The good news is that the fall season has been relatively warm, which has helped European natural gas demand drop 22% in October compared to last year. This helps reduce the risk of gas shortages transpiring later in the winter.

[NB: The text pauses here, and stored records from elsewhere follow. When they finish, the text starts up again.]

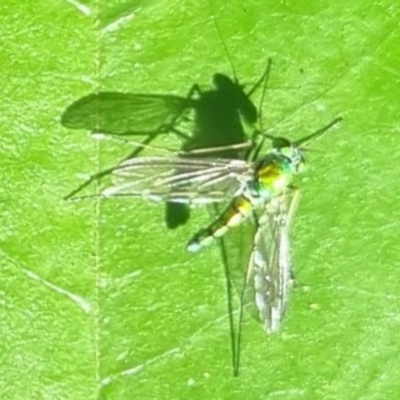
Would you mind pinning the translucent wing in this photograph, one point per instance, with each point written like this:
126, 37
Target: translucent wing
122, 114
269, 272
179, 179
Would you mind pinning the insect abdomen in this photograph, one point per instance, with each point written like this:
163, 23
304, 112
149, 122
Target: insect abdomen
237, 211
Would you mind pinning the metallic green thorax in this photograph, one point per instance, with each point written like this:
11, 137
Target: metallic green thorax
272, 175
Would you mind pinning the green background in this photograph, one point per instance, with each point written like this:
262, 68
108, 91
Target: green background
98, 300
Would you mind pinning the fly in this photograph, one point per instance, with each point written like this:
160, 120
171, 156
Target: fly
262, 197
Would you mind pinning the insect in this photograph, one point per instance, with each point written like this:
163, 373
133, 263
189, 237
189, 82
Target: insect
262, 198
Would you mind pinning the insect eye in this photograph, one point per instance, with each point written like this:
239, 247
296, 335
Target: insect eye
281, 144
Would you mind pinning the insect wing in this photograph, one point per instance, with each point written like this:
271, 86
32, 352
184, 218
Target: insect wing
179, 179
269, 274
122, 114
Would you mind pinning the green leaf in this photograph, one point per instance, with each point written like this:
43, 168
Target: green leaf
100, 301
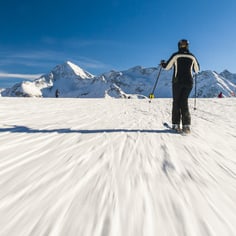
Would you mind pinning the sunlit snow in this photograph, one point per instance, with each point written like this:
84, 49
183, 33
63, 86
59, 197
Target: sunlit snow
108, 167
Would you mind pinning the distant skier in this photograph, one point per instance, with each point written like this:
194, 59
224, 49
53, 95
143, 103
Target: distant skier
57, 93
184, 63
220, 95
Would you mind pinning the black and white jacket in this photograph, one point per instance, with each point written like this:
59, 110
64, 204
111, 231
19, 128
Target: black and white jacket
184, 63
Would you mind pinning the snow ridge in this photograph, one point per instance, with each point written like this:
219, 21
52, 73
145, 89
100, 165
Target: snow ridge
137, 82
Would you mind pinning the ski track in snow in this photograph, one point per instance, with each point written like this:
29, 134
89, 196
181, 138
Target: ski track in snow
108, 167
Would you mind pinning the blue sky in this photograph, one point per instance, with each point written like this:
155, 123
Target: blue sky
104, 35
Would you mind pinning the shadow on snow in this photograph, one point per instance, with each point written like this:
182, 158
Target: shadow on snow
25, 129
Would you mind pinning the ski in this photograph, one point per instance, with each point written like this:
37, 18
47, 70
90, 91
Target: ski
173, 130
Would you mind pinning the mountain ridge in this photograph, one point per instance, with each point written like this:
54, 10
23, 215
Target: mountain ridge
136, 82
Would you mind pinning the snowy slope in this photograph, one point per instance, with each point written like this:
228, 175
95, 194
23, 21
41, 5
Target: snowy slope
107, 167
73, 81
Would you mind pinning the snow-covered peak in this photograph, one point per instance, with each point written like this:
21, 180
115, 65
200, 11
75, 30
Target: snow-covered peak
69, 69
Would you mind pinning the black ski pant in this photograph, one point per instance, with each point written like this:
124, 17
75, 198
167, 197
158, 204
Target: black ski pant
180, 108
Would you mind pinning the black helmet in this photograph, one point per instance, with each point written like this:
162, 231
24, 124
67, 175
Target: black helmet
183, 44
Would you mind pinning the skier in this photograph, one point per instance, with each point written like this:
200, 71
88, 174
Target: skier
57, 93
184, 63
220, 95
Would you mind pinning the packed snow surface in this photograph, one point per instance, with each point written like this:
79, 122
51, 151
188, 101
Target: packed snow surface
108, 167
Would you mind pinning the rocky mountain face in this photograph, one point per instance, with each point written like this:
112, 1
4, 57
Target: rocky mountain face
72, 81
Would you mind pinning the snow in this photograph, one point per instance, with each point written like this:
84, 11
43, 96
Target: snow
137, 82
108, 167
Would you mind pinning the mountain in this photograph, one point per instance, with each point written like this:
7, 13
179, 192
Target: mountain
137, 82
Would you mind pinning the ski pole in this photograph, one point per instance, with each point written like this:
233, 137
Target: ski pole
151, 95
195, 93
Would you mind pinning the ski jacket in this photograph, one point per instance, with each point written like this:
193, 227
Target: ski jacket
184, 64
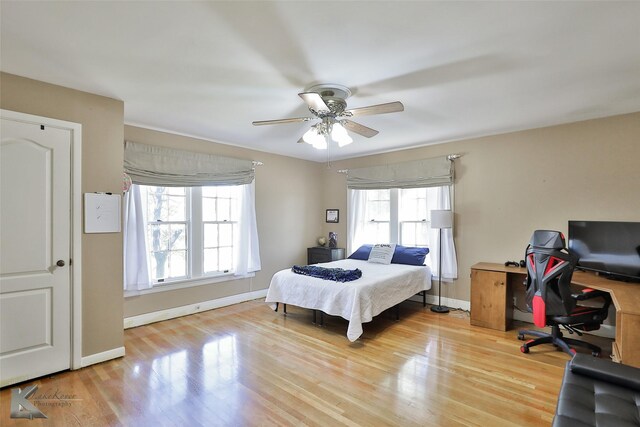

Outside of Europe, Brazil has the fourth highest natural gas prices globally, despite producing about half domestically. High costs of cooking gas have been especially challenging for low-income families, which became a key political issue in the run-up to the presidential election in October.

Meanwhile, Singapore has the highest natural gas prices in Asia as the majority is imported via tankers or pipelines, leaving the country vulnerable to price shocks.

Increasing Competition

By December, all seaborne crude oil shipments from Russia to Europe will come to a halt, likely pushing up gasoline prices into the winter and 2023.

Concerningly, analysis from the EIA shows that European natural gas storage capacities could sink to 20% by February if Russia completely shuts off its supply and demand is not reduced.

As Europe seeks out alternatives to Russian energy, higher demand could increase global competition for fuel sources, driving up prices for energy in the coming months ahead.

Still, there is some room for optimism: the World Bank projects energy prices will decline 11% in 2023 after the 60% rise seen after the war in Ukraine in 2022.